The topological dual of $\ell^\infty(\mathbb{N})$ is too large to assume that such a functional $\Lambda$ must have a representation as some sequence (see here for a characterisation of the dual). In particular, it is not the case that $\Lambda(Sx) = \Lambda(x)$ implies that $\Lambda$ is the action of a constant sequence.
In what follows, where I use $1$ in the place a sequence should be I mean $(1,1, 1,\dots) \in \ell^\infty$. One approach is the following:
Consider the operator $T = I-S$. Then $\Lambda(Sx) = \Lambda(x)$ for every $x$ iff $T(\ell^\infty) \subset \ker \Lambda$. One can show that the kernel of $T$ consists of the constant sequences and that if $Y = \ker T \oplus T(\ell^\infty)$ then the projection $P$ onto $\ker T$ along $T(\ell^\infty)$ is bounded (with norm $1$).

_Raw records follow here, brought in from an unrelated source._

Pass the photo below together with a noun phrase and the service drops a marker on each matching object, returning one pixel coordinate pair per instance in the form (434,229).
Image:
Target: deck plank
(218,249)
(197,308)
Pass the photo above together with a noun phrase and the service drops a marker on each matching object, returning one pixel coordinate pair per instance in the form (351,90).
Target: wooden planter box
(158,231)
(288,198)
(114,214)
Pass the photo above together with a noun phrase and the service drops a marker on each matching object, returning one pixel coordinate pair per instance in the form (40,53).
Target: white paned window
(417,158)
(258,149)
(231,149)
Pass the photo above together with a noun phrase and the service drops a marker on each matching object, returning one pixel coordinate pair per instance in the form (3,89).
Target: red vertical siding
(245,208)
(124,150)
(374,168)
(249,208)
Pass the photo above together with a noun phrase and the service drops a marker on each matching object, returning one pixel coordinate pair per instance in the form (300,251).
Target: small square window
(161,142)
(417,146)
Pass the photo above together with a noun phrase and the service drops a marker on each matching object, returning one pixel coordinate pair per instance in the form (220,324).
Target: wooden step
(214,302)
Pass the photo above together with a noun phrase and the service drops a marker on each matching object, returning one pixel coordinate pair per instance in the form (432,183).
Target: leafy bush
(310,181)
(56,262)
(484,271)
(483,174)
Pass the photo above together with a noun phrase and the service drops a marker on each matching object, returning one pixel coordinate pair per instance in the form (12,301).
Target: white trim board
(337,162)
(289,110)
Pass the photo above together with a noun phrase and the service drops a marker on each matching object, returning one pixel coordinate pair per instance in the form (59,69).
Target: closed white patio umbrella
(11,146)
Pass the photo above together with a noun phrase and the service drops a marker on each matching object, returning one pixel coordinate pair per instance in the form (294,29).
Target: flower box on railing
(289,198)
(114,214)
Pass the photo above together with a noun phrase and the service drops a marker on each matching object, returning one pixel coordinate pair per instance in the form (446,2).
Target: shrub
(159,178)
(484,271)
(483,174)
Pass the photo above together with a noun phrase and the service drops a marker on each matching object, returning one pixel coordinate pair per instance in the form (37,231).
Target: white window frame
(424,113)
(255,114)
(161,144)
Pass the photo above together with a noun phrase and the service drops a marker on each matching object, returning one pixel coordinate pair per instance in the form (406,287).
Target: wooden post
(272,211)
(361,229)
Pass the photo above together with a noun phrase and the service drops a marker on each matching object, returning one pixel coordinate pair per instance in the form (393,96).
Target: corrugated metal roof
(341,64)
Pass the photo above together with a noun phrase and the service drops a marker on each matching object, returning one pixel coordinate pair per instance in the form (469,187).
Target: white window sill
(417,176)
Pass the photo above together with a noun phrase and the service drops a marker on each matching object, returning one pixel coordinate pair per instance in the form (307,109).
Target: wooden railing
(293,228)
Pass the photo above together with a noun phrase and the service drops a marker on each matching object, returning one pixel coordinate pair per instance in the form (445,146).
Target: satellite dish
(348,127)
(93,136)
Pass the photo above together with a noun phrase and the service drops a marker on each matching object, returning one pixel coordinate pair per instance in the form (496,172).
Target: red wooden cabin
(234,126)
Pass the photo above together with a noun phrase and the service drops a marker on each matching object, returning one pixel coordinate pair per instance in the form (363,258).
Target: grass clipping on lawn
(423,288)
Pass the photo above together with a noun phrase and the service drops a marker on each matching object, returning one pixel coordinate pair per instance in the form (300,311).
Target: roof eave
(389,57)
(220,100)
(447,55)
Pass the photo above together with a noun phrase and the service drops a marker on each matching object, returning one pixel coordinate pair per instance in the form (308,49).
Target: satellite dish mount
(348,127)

Now define $\pi_1(x) = x_1$ for $x \in \ell^\infty$ and define $\Lambda_0: Y \to \mathbb{R}$ by $\Lambda_0 = \pi_1 \circ P$. It is easily shown that $\Lambda_0$ is a norm $1$ functional such that $\Lambda_0(1) = 1$.
By Hahn-Banach, there is a norm $1$ functional, $\Lambda$, on $\ell^\infty$ extending $\Lambda_0$. By construction, $T(\ell^\infty) \subset \ker P \subset \ker \Lambda_0 \subset \ker \Lambda$ so $\Lambda(Sx) = \Lambda(x)$. It is less clear that $\Lambda$ has the other two properties. This will follow from the following result which was in fact the rest of my motivation for defining $\Lambda_0$ in the way I did.
Lemma: Suppose $f \in (\ell^\infty)^*$ with $\|f\| = 1$. Then $f(Sx) = f(x)$ for all $x$ and $f(1) = 1$ implies $\lim \inf \{x_n\} \leq f(x) \leq \lim \sup \{x_n \}$ for every $x \in \ell^\infty$.
You can prove this by showing that such an $f$ is then non-negative in the sense that $x_n \geq 0$ for all $n$ implies $f(x) \geq 0$ and then e.g. considering $f(S^nx - \alpha 1)$ for $\alpha < \lim \inf \{x_n\}$ where $n$ is chosen so that $x_{n+m} > \alpha$ for every $m$.
The other two desired properties of $\Lambda$ then follow in a straightforward manner.
In fact, there is another more general technique for proving this result that needs some heavier machinery. As noted in the comments, on the space of convergent sequences $c \subset \ell^\infty$, the limit functional matches the requirements. So one might attempt to take a Hahn-Banach extension $\Phi$ of $\lim : c \to \mathbb{R}$ and hope that this still has the desired properties.
By my Lemma and its definition, $\Phi$ will satisfy the first two properties. However, it is not obvious that $\Phi(Sx) = \Phi(x)$ for every $x$ (this is the reason that I constructed $\Lambda_0$ on a space other than $c$ above; I was most worried about this property).
It is in fact true that you can find a Hahn-Banach extension with the desired property. The key is to recognise that $\Phi(Sx) = \Phi(x)$ for every $x$ iff $\Phi$ is a fixed point of $S^*$. In fact, we actually don't even need to be working with the shift operator $S$ on $\ell^\infty$. More generally, we have
Theorem: Let $Y$ be a subspace of a Banach space $X$ and let $T:X \to X$ be a bounded linear operator. If $g \in Y^*$ and $g(Tx) = g(x)$ for every $x \in Y$ then there is $f \in X^*$ such that $f$ extends $g$, $\|f\| = \|g\|$ and $f(Tx) = f(x)$ for all $x \in X$.
The idea of the proof is to apply the Markov-Kakutani Fixed Point Theorem to $T^*$ defined on the set $\{ f \in X^*: \|f\| = \|g\| \text{ and } f \text{ extends } g \}$. This set is non-empty by Hahn-Banach, is easily seen to be convex and, by an application of Banach-Alaoglu, is weak$^*$-compact since it is clearly weak$^*$ closed. So by Markov-Kakutani, we get the desired functional.
In fact, one can generalise this even further to find Hahn-Banach extensions that preserve the property $f(T_ix) = f(x)$ for every $x$ as long as the $T_i$ commute (again just Markov-Kakutani) but this answer is already quite long so I won't go into details here.